Impregnable U.S. Mint

Back in 1938, the new U.S. mint building in San Francisco was widely advertised as being impregnable and "invasion proof." But, of course, as two teenage boys quickly proved, all the fancy anti-robbery gadgets in the world are useless if you forget to close the windows.


Pittsburgh Post-Gazette - Dec 30, 1938


The Record-Argus - Dec 31, 1938
Posted By: Alex - Fri Feb 06, 2015
Category: Crime, 1930s





Comments
Unlike the secure data on company computers today, buildings back then couldn't be as safe from intrusion.
Posted by Expat47 in Athens, Greece on 02/06/15 at 09:31 AM
LOL LOL LOL That's great Expat! And its usually kids there too!
Posted by Patty in Ohio, USA on 02/06/15 at 09:38 AM
I love it when very expensive expertly-planned systems are shown to have stupid holes.

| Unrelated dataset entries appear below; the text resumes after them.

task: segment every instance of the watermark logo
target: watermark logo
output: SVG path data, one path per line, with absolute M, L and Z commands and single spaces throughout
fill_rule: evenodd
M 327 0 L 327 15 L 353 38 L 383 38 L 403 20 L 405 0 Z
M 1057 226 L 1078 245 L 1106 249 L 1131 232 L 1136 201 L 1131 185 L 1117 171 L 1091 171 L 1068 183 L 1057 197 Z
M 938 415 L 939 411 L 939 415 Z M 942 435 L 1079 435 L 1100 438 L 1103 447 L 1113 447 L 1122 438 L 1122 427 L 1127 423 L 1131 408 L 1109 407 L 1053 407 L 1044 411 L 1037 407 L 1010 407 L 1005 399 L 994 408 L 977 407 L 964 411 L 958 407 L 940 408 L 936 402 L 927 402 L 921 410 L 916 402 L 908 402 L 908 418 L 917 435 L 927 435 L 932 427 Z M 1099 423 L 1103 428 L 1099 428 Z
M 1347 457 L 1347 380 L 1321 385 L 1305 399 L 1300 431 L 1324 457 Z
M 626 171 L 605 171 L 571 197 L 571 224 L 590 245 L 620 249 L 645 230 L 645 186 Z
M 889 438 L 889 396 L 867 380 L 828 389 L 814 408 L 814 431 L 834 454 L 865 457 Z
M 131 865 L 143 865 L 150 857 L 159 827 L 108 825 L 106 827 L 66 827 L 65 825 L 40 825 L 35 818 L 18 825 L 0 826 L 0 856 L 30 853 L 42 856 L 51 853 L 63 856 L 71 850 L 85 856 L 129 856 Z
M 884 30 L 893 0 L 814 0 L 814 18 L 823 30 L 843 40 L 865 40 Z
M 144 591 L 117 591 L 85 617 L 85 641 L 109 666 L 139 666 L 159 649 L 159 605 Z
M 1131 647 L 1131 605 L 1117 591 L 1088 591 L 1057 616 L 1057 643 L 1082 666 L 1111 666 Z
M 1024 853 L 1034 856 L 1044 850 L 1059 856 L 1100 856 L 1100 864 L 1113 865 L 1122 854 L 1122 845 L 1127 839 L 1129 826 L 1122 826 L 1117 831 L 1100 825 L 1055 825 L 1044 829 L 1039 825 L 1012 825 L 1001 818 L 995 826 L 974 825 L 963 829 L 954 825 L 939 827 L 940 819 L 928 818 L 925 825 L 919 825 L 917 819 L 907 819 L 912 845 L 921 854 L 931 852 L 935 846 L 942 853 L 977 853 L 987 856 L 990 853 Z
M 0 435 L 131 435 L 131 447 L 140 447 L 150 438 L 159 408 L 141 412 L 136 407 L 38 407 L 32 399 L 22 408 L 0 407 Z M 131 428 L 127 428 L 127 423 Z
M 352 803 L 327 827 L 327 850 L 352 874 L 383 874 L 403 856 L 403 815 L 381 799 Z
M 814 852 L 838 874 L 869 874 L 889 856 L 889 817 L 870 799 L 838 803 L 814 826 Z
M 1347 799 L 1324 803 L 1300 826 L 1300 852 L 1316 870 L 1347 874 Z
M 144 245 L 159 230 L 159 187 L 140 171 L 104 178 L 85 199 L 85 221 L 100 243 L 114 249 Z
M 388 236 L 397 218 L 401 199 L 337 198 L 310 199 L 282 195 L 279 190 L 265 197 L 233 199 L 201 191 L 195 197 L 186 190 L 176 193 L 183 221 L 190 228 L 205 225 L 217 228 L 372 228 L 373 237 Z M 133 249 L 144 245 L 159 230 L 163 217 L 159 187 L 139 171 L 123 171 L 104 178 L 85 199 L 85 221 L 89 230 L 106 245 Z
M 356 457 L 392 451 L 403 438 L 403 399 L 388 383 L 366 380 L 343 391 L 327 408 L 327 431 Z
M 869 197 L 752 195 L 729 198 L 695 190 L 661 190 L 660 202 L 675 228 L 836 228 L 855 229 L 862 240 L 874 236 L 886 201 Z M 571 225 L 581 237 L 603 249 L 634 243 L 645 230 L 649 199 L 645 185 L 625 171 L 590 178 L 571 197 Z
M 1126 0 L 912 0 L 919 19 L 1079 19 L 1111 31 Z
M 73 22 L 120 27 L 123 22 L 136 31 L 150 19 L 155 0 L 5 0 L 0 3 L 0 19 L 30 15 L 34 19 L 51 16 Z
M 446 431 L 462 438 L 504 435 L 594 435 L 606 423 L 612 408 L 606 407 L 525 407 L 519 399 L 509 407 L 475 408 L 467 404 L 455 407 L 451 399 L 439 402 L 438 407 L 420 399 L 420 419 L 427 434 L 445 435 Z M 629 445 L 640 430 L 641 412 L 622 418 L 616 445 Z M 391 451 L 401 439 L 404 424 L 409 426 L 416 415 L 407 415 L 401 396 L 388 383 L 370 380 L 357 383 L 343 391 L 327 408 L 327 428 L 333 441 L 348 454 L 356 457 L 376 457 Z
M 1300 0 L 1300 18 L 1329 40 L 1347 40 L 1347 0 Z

Why didn't they at least put bars on all the windows?
Posted by Phideaux in in his own little world on 02/06/15 at 03:16 PM
If you build a better mousetrap, a better mouse will come along.
Posted by KDP in Madill, OK on 02/06/15 at 03:50 PM
It is foolish to assume you can make anything fool-proof or absoltely secure. excaim
Think "Men Will Never Fly" as an example.
Posted by BMN on 02/06/15 at 04:10 PM
The one time I toured the mint in Washington D.C. the guide told everyone at the end if you come back on February 30th you get a free dollar. tongue wink
Posted by BrokeDad in Midwest US on 02/06/15 at 05:19 PM
Those kids traded one prison for another.